The Fianna Fáil councillor added: “If those obstacles [to housing] were not addressed in the new updated version for rural housing guidelines, we will have missed the opportunity to allow people to come back and work from home in rural areas.”

‘Secret meetings’
His proposal received the support of other councillors at the meeting, which took place online.
Cllr Ger Deere said that regulations refusing planning permission to people with no family affiliation to an area was potentially ‘unconstitutional’.
Moorehall-based Cllr McDonnell claimed that people applying for planning are being urged by planning office staff to do so before the adaptation of the latest county development plan.
The former Cathaoirleach said that it would be harder to get planning permission after the adoption of the plan, which he claimed is at odds with what elected members had been told at public meetings.
Cllr McDonnell questioned if ‘secret meetings’ were taking place regarding changes to planning laws under the plan, which is to be adopted before the end of the year.
The councillor’s allegations drew an interjection from Director of Services Catherine McConnell, who described the councillor’s comments as ‘unfair, unsubstantiated and unfounded’.

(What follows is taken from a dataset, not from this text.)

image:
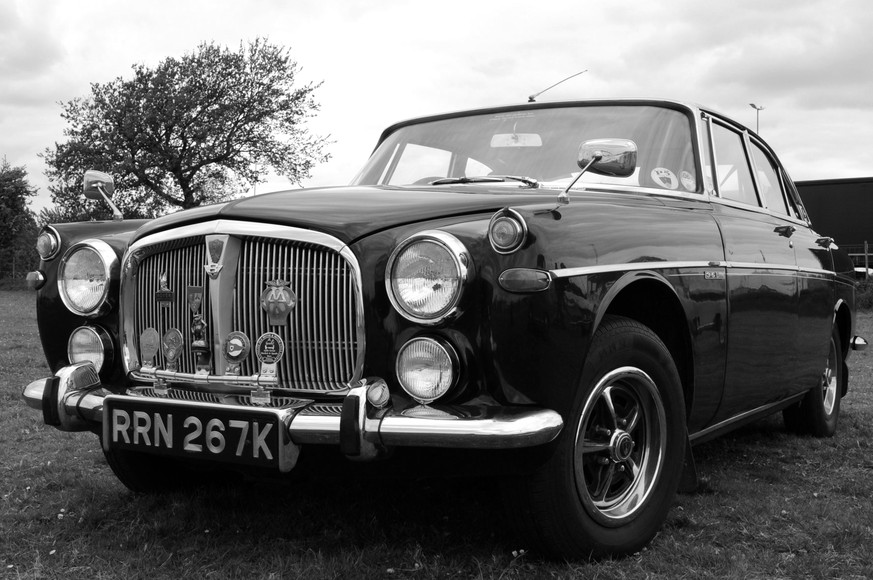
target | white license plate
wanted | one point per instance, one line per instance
(180, 429)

Cllr McDonnell clarified that he was referring to the drafting of national policy, which he claimed was influencing local planners in Mayo.
The Fianna Fáil councillor said: “One of the most upsetting experiences I’ve had in my years in local government is to see the demise of rural Ireland, and I think the planning institutions, both nationally and locally, have played a very significant part in that.”
Cllr McDonnell did say that he was ‘encouraged’ by recent announcements from Ministers Heather Humphries and Dara O’Brien regarding rural Ireland, adding that some local planners were ‘sympathetic towards rural Ireland’.
Mrs McConnell said: “I would not like anyone to go away with the impression that there was any sort of double speak in Mayo County Council. We have been open and clear with the members and any member of the public that engages with us.”
She added that the council is obliged to adhere to national policy with regards to planning laws.
Senior planner with Mayo County Council John McMyler said that previous county development plans were faithfully implemented by the council and that the council would, likewise, implement the final draft of the new proposed plan.